Voici quelques jours, les députés de la majorité présidentielle ont fait preuve d'une indiscipline inhabituelle en repoussant un article de la loi sur la lutte contre la corruption. Les parlementaires du FLN et du Mouvement de la société pour la paix (MSP), un parti islamiste modéré de l'alliance présidentielle, ont refusé de déclarer leur patrimoine comme le demandait le chef de l'Etat pour aligner l'Algérie sur les normes internationales. Dans le même temps, l'opposition critique la gestion de la maladie du président. «Bouteflika revendique un bilan positif, mais il dirige un pays qui semble incapable de soigner dans ses hôpitaux un ulcère hémorragique. Puis, quand il rentre, le Département du renseignement et de la sécurité (DRS) paralyse la capitale avec des manifestations populaires sous prétexte que le président va bien et remercie Dieu. A trop vouloir rassurer, on organise l'au-delà, pas le présent», affirme le docteur Saïd Sadi, le chef du Rassemblement pour la culture et la démocratie (RCD).
Ce psychiatre d'origine kabyle stigmatise un «système en bout de course». «On est avec la Corée du Nord ou la Syrie l'un des derniers pays au monde congelé. Chez nous, ceux qui décident ne gèrent pas et ceux qui gèrent ne décident pas. L'Algérie de Bouteflika n'est pas une dictature, mais une immense pagaille. Résultat : une fois de plus en cas de vacance de pouvoir, la machine infernale des décisions occultes va se mettre en place», insiste-t-il. C'est que la peur du vide politique réveille un questionnement sur la nature du régime tout en relançant les ambitions des hommes du sérail.

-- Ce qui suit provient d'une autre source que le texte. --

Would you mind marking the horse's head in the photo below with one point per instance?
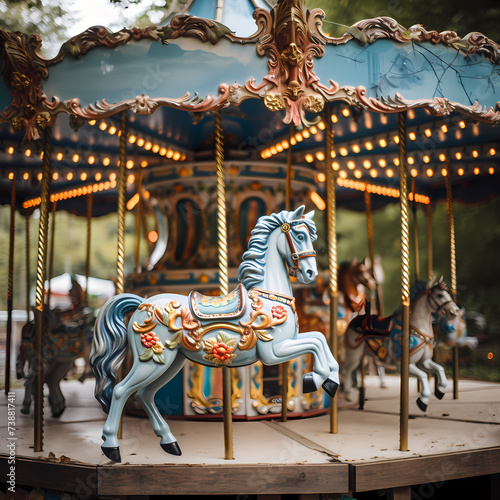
(295, 246)
(441, 302)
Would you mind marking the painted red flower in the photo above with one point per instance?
(278, 312)
(222, 351)
(149, 339)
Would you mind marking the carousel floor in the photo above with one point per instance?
(454, 439)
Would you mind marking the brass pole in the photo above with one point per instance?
(286, 365)
(223, 278)
(51, 250)
(28, 272)
(405, 286)
(10, 282)
(332, 255)
(430, 264)
(90, 201)
(138, 219)
(43, 229)
(416, 253)
(122, 187)
(453, 267)
(120, 255)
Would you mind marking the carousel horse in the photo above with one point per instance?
(64, 333)
(451, 332)
(454, 332)
(427, 299)
(256, 321)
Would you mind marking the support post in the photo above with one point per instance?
(405, 286)
(10, 282)
(332, 255)
(416, 251)
(90, 201)
(453, 266)
(28, 272)
(430, 263)
(223, 278)
(120, 255)
(43, 229)
(286, 365)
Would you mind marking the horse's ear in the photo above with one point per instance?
(298, 213)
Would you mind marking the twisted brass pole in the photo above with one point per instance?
(43, 229)
(416, 251)
(28, 272)
(122, 186)
(332, 255)
(453, 267)
(10, 282)
(90, 201)
(405, 286)
(286, 365)
(223, 278)
(52, 240)
(430, 263)
(120, 254)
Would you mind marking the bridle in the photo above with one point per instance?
(295, 256)
(435, 303)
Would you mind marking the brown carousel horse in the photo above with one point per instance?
(65, 333)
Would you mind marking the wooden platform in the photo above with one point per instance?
(454, 439)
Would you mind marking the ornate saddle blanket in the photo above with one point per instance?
(222, 307)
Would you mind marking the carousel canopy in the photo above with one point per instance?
(283, 71)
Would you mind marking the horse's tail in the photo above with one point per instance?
(110, 344)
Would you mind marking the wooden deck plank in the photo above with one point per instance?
(223, 480)
(420, 470)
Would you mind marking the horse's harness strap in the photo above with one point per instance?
(295, 256)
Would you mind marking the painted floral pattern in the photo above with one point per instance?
(220, 350)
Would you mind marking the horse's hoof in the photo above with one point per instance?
(330, 387)
(308, 384)
(172, 448)
(439, 394)
(421, 405)
(113, 453)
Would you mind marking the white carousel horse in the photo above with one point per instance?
(426, 299)
(257, 321)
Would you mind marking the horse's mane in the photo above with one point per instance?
(252, 269)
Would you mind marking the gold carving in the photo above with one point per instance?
(274, 102)
(314, 103)
(292, 54)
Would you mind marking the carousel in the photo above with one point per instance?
(232, 133)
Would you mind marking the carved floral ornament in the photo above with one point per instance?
(290, 36)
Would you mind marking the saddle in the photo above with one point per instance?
(221, 307)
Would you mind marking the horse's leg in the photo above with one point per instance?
(352, 357)
(141, 374)
(53, 379)
(145, 397)
(292, 348)
(332, 382)
(438, 371)
(423, 400)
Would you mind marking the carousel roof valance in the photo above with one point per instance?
(285, 72)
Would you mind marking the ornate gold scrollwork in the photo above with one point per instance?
(274, 102)
(292, 54)
(314, 103)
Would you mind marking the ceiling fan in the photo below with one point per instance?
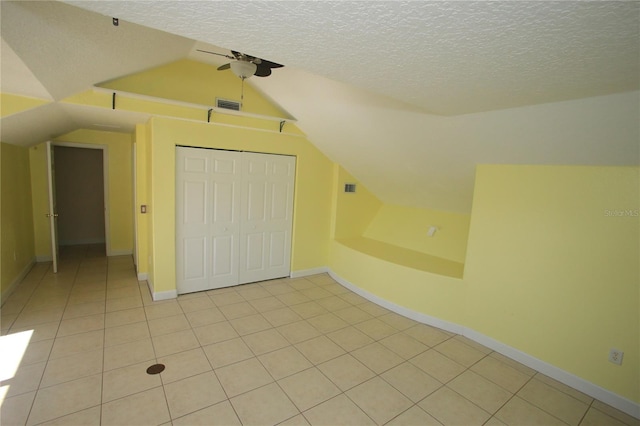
(244, 66)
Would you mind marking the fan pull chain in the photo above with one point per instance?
(242, 93)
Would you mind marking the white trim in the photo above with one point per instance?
(406, 312)
(164, 295)
(621, 403)
(578, 383)
(308, 272)
(161, 295)
(17, 280)
(126, 252)
(204, 108)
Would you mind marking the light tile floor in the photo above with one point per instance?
(290, 351)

Personnalisé à l'extrême dans ses apparences, le pouvoir appartient-il vraiment au président ? Ou gouverne-t-il avec le DRS, le bras politique de l'armée ? Qui tient vraiment le pays ? Avec quel projet politique ? «Cela fait bien longtemps que nous n'avons plus de vision pour l'Algérie. Nous ne savons pas dans quelle direction aller», répond un ancien responsable militaire reconverti, à l'instar de nombre de ses collègues, dans le privé. «Il y a un paradoxe apparent. On assiste à une déliquescence du pouvoir légal alors que nous sommes dans un régime autoritaire qui brutalise la société», analyse, sous couvert d'anonymat, un ex-dirigeant qui, comme beaucoup, n'a, semble-t-il, pas abandonné l'espoir de revenir un jour aux affaires.